# Apple butter and Stevia



## Tammy1 (Aug 31, 2011)

Has anyone canned with Stevia yet? I just went to the Amish store and picked up two bushels of golden delicious apples. I plan to make applesauce and apple butter. I've never made either. The apples are so good that I don't think I will need to add sugar to the applesauce, but I was surprised to find 4 cups of sugar in 3 pints of apple butter. That seems like a lot of sugar. I was thinking of replace two cups of sugar with stevia and was wondering if anyone had tried this yet?


----------



## kimmom2five (Apr 19, 2009)

I don't know about stevia but when I make applesauce or apple butter I only add cinnamon, never any sugar at all.


----------



## Ohio dreamer (Apr 6, 2006)

Not sure about the stevia...but as for the sugar; sweeten as much as you want or as little as you want. Jut because a recipe says 4 c of sugar it, not needed.....especially for 3 pt of apple butter. The sweeter the apples the less sugar you need.

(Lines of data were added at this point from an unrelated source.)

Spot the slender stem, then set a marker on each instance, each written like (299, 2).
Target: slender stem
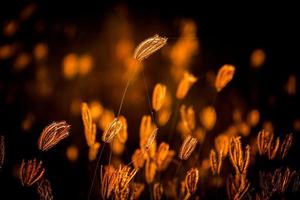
(94, 176)
(171, 133)
(147, 94)
(123, 96)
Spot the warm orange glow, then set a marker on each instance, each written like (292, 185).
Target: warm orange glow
(70, 66)
(22, 61)
(185, 84)
(253, 117)
(208, 117)
(40, 51)
(72, 153)
(6, 51)
(96, 110)
(224, 76)
(257, 58)
(10, 28)
(106, 118)
(85, 64)
(291, 85)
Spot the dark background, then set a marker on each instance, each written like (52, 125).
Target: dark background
(228, 34)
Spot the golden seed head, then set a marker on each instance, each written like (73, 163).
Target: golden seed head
(113, 129)
(187, 147)
(148, 47)
(224, 76)
(185, 84)
(30, 172)
(158, 96)
(191, 180)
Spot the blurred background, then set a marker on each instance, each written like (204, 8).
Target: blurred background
(54, 55)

IF you make apple butter with Granny Smith or some other tart apple....you might use that much sugar.....but that still seems too much.


----------



## farmergirl (Aug 2, 2005)

Would honey work?


----------



## Tammy1 (Aug 31, 2011)

Thanks so much! I though it was strange that I could find recipes for applesauce without sugar but not apple butter. I just did some research on the internet about canning with stevia and the reviews seem to be mixed. I was getting alittle nervous to try it. I think I'll stick to the all natural and just sweeten it to taste. The apples taste so good it's almost a shame to can them!


----------